Арина вышла. Варвара Александровна поднялась собирать посуду, настроение у нее испортилось.
— Что же вы такое рассказывали ей обо мне? — спросил я.
— Говорила, что ты, сынок, был нынче пьян, как свинья. Ну и еще кое-что такое.
Этот внезапный взрыв гнева объяснить было трудно. Я, конечно, знал, что она не могла рассказать ей этого. Улыбнулся и стал прощаться. Унес я от нее сознание, что многое проворонил. Быть может, это и есть причина внезапной резкости: сердце матери всегда кипит, если что-то не по нему.
За полночь, едва я успел увидеть первый сон, позвонил Звягинцев. В телефонную трубку стал пушить меня, не оставляя живого места, орал и матерился. Какое шило укололо его? — ломал я голову. Оказалось — Соснов. Поднял его с постели, наобещал короб неприятностей.
— На кой сморщенный хрен ты лез на рожон?! Горькая редька ты, а не человек. Ты вконец спятил...
— Погоди, — остановил я Звягинцева. — Это твоя характеристика или Соснова?
— Мы потрудились над ней вместе!
— В таком случае вы оба безмозглые, если не смогли придумать ничего худшего, — и я бросил трубку.
Утром Звягинцев явился собственной персоной. Лицо синее, нос пунцовый, глаза — кроличьи, мутные. Я приготовился выслушать его очередную мораль, но он махнул рукой:
— Извини. Но ты, видно, здорово насолил адъютанту: свирепый, как тигр. Кричал мне: скажи, кто твой друг, я скажу, кто ты! Надо проситься из дивизии: житья не будет. Калитин говорит, два раза столкнулся с ним, оба раза одно и то же впечатление — неприятный тип.
— Но ведь вы же с Сосновым приятели? Может, скажешь, кто твой друг, и я определю твое существо?— посмеялся я.
— Перестань, и без твоих шуток тошно.
Вид у Звягинцева помятый, изжеванный, будто его из мясорубки вытащили. Сердце барахлит, пить спиртное после перенесенной операции ему категорически противопоказана, он же третьего дня хлестал, как ломовой извозчик, и теперь — хоть бери и заживо клади его в гроб.

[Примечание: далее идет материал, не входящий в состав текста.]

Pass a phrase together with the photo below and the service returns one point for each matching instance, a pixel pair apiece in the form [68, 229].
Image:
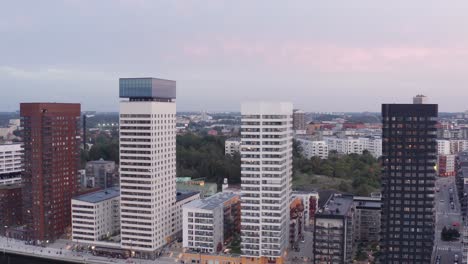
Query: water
[18, 259]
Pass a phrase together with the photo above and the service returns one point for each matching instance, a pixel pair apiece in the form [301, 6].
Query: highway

— Умру бесславно, — пожаловался он.
— Ты, оказывается, мечтаешь о славе?
— Слава! На кой черт она нужна. Не славы хочу, а пожить в свое удовольствие. Нет, я предпочту остаться неизвестным, но знать, что был сыт, пьян, наслаждался, любил. Жил, одним словом.
— Брюзжишь, как старая баба. Сразу видно, не с той ноги встал. Ну и эгоист же ты!
Отекшие глаза Звягинцева сверкнули:
— А кто не эгоист? Все пекутся прежде о собственной персоне, о своем алчном «я». Магомет и Наполеон, псих Гитлер и Звягинцев, гигант человек и червь — все, все. Эгоизм правит каруселью, которую принято называть миром. Только есть дураки, вроде меня, которые говорят об этом прямо, и есть особая категория, те, кто, прикрываясь фразой, выдает себя за праведника, устроителя жизни, а суть одна. Да, я эгоист! Эгоист потому, что хочу жить, а не прозябать в этой гнилой дыре с дрожащей, как холодец, мыслью: рано или поздно где-нибудь клюну мертвым носом в землю.
Звягинцев выругался.
Разделить его желчь я не мог. Есть в человеке что-то недосягаемо более высокое, чем его личное. Когда он бросается на амбразуру и закрывает ее своим телом, тут уже не всепоглощающее ощущение личного, не желание ради мгновенного взлета, блеска, фейерверка жертвовать тем, что называют жизнью, здесь — бессмертие, неподвластное алчному «я». Бессмертие во имя жизни. Есть предназначение человека: не убить, а продолжить жизнь.
— Я умираю, иду на смерть потому, что хочу жизни, — сказал я Звягинцеву.
— Кому нужны эти ребусы?! — воскликнул он.
— Я уйду, останутся другие, останется жизнь, облагороженная и украшенная мною. Ради этого я жил, ради этого ушел, в этом смысл и предназначение человека.
— Ты, Метелин, или святой, или скоморох.
— Не то и не другое, я — третье: советский человек. И слишком человек, чтобы быть скоморохом, комедиантом, тем более — святым. Хотя, если бы я родился во времена Иисуса Христа, я бы непременно стал одним из его апостолов; только людей приобщал бы не к богу, а к жизни. Я слишком люблю жизнь, чтобы оставаться равнодушным, когда ее продают за тридцать сребреников, когда торгуют ею в угоду ненасытного «я», когда эгоистическая скверна покрывает ее плесенью.
— Можно подумать, ты не подвержен этой скверне?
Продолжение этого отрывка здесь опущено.